Ha! I'm a woman in my forties also, so it certainly affects my paradigm on the issue. There doesn't seem to be much interest in OSS on this forum so I probably won't be posting any further about it here, but feel free to PM me if you get your girl and want to check in to see if I ended up choosing the procedure for Chloe. I'd always be happy to share any information I have.

If you have Facebook, I'd definitely recommend reading through the information on the "Ovary Sparing Spay and Vasectomy" group. There are numerous postings by veterinarians and many others sharing post OSS anecdotal experiences. There are also discussions regarding procedures retaining the cervix versus removal of the cervix and some UTI commentary. There is a "files" section that has some research and other interesting information.
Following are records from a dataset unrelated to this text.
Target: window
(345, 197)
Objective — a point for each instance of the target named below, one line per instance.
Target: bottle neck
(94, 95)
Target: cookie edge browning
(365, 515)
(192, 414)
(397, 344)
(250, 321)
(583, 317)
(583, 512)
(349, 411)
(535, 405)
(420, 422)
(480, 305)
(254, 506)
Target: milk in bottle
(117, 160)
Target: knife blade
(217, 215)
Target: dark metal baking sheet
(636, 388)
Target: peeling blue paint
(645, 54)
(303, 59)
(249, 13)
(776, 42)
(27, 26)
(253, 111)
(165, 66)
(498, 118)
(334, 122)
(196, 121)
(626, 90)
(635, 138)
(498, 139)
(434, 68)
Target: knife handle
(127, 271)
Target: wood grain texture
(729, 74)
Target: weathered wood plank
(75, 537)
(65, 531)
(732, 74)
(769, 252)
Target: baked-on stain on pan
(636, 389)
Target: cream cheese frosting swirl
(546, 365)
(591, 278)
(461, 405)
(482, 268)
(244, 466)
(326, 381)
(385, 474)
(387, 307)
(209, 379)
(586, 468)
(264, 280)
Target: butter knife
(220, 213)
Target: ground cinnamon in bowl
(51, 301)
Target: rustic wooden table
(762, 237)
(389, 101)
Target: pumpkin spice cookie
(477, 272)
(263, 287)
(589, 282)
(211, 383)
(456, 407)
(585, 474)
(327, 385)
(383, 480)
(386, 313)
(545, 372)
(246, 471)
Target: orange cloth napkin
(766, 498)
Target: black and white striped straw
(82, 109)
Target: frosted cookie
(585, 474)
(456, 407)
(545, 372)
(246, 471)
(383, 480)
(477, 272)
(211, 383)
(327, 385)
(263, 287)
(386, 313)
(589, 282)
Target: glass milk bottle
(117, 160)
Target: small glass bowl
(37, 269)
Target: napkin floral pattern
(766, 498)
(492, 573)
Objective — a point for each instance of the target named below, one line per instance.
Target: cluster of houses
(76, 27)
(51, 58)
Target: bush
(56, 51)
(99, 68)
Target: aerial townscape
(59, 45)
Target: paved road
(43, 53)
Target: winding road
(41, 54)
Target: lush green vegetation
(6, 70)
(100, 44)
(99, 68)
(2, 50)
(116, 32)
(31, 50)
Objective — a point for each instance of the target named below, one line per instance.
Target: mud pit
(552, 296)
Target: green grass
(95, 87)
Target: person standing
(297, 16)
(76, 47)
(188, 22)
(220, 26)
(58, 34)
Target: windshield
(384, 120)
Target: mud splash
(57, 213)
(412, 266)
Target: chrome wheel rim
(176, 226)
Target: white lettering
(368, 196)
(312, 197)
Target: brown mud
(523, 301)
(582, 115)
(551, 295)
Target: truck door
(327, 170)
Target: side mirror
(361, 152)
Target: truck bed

Under the "files" section, there is also a list where people have reported the prices they were charged for OSS in varying geographical areas.

I have been wading through the Facebook information and haven't come across any commenting on OSS with small dogs, which is what I am extremely interested in. I am getting a male soon so it adds some complexity to my situation...big decision!

While searching around on OSS, I came across a vet that posted the following position on the ovariectomy:

"...Another option some vets offer is an ovariectomy, in which the only the ovaries are removed and the uterus is left. It is our position that there is no real benefit to this procedure, it does not have a lower incidence of complications, surgery time will not necessarily be shorter, and recovery time is not affected, plus the likelihood of leaving a small amount of ovary behind (ovarian remnant syndrome) is potentially higher, which means that the risk of pyometra (a serious infection of the uterus) remains...."
Ovary-Sparing Spay/Vasectomy - Amherst Small Animal HospitalAmherst Small Animal Hospital

This is just one vet's opinion of course, but I thought it was an interesting perspective for consideration and coincides with your reasoning. I'd love to hear about any further OSS information you find! 
:smile2:


----------



## Cmward (Jun 28, 2017)

smemft said:


> - - -
> 
> Ha! I'm a woman in my forties also, so it certainly affects my paradigm on the issue. There doesn't seem to be much interest in OSS on this forum so I probably won't be posting any further about it here, but feel free to PM me if you get your girl and want to check in to see if I ended up choosing the procedure for Chloe. I'd always be happy to share any information I have.
> 
> ...


Thanks for the heads up on the FB group and all the info, I'll check the FB group out.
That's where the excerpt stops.